1919から続くダノンヒストリー:事業転換の3局面
食の安心を求める声が強い今、ダノンの歩みが注目されています。1919年の創業から、健康を軸に事業を磨いてきました。この記事では、歴史の中の3つの転換点に絞って、なぜ強いブランドになれたのかをやさしく説明します。明日からまねできるヒントも用意しました。
目次
- 1919 バルセロナの始まり(イサク・カラッソ)
- 1973 BSN統合と水事業、2007 LU売却という決断
- 2017 WhiteWave買収で広がったプラントベース
- 日本の「ダノンビオ」「オイコス」から学べること
- 当社の支援:年表を“売れる話”に変える手順
- 2026年現在とこれからの物語づくり
1. 1919 バルセロナの始まり(イサク・カラッソ)
スタートは1919年のスペイン・バルセロナです。創業者のイサク・カラッソが、子どもの胃腸の弱さに向き合い、ヨーグルトを作りました。名前のDanone(ダノン)は、息子ダニエルの愛称に由来します。初期は薬局で販売され、食で体を整える発想が核になりました。この「人の困りごとから始める」姿勢が、その後もぶれない軸になります。
2. 1973 BSN統合と水事業、2007 LU売却という決断
成長の第1の転機は1973年、ガラス・飲料のBSNとの統合です。これでエビアンなどの水事業が加わり、「毎日の健康」を支えるラインが広がりました。第2の転機は2007年のビスケット事業(LU)の売却です。お菓子よりも、乳製品・水・栄養に集中する判断でした。広げる時と、絞る時を見極めたことが、ブランドの分かりやすさにつながりました。
3. 2017 WhiteWave買収で広がったプラントベース
第3の転機は2017年、WhiteWaveの買収です。これによりAlproやSilkといったプラントベースのラインが仲間入りしました。乳だけに依存せず、植物性という選択肢を用意したことで、食の多様性にきちんと応えられる体制になりました。合言葉は「一人ひとりの毎日に、合う一品を」。歴史は拡大の物語というより、生活者に合わせて調整する物語です。

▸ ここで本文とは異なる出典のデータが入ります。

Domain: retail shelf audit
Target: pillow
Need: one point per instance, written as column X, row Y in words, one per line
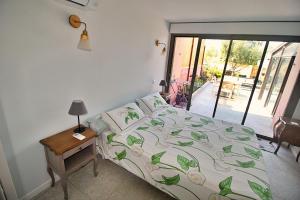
column 97, row 124
column 153, row 102
column 121, row 118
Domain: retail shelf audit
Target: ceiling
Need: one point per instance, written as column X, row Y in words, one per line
column 226, row 10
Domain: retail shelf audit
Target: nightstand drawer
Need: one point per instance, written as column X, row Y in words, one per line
column 78, row 148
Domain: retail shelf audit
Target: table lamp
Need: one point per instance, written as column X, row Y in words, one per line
column 78, row 108
column 162, row 83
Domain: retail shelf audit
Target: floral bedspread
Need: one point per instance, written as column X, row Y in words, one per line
column 191, row 157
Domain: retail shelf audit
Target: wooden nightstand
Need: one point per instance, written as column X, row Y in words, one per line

4. 日本の「ダノンビオ」「オイコス」から学べること
日本では、腸活のダノンビオ、たんぱく質で人気のオイコスがよく知られています。店頭で目を引く理由はシンプルです。
- 目的が一目で伝わる名前とパッケージ
- 朝食や運動後など、使う場面が想像しやすい
- 味と食感が続けやすい
企業が学べる点は、「誰の、どの時間に効くのか」を言い切ることです。商品特徴を並べるだけでなく、使う瞬間を具体的に示すと、手に取りやすくなります。
5. 当社の支援:年表を“売れる話”に変える手順
私たちは、企業の年表を見込み客に伝わる物語へ整えます。手順は次のとおりです。 1) 転機の特定:創業、統合、撤退、投入の4種に分けて洗い出します。 2) 3文ストーリー化:「なぜ動いたか→何を変えたか→今の価値」を短くまとめます。 3) 生活の場面に翻訳:朝・昼・夜、在宅・外出のように使う瞬間で語ります。 4) 証拠の提示:公開できる数値や認証、第三者評価を添えます。 5) 発信設計:店頭POP、EC商品ページ、SNSの順に同じ骨子で展開します。 この流れなら、小さな会社でも実行しやすく、迷いません。
6. 2026年現在とこれからの物語づくり
2026年は、原材料の透明性、たんぱく質や糖のバランス、環境配慮が関心ごとです。ダノンの歴史が教えるのは、声を聞き、必要なときに「足す」「引く」を決める勇気です。自社でも、創業の思いと最新の商品価値を一本の線でつなぎましょう。年表は飾りではありません。今日の一品が、なぜここにあるのかを語る地図です。ここを整えることが、信頼と選択の積み重ねにつながります。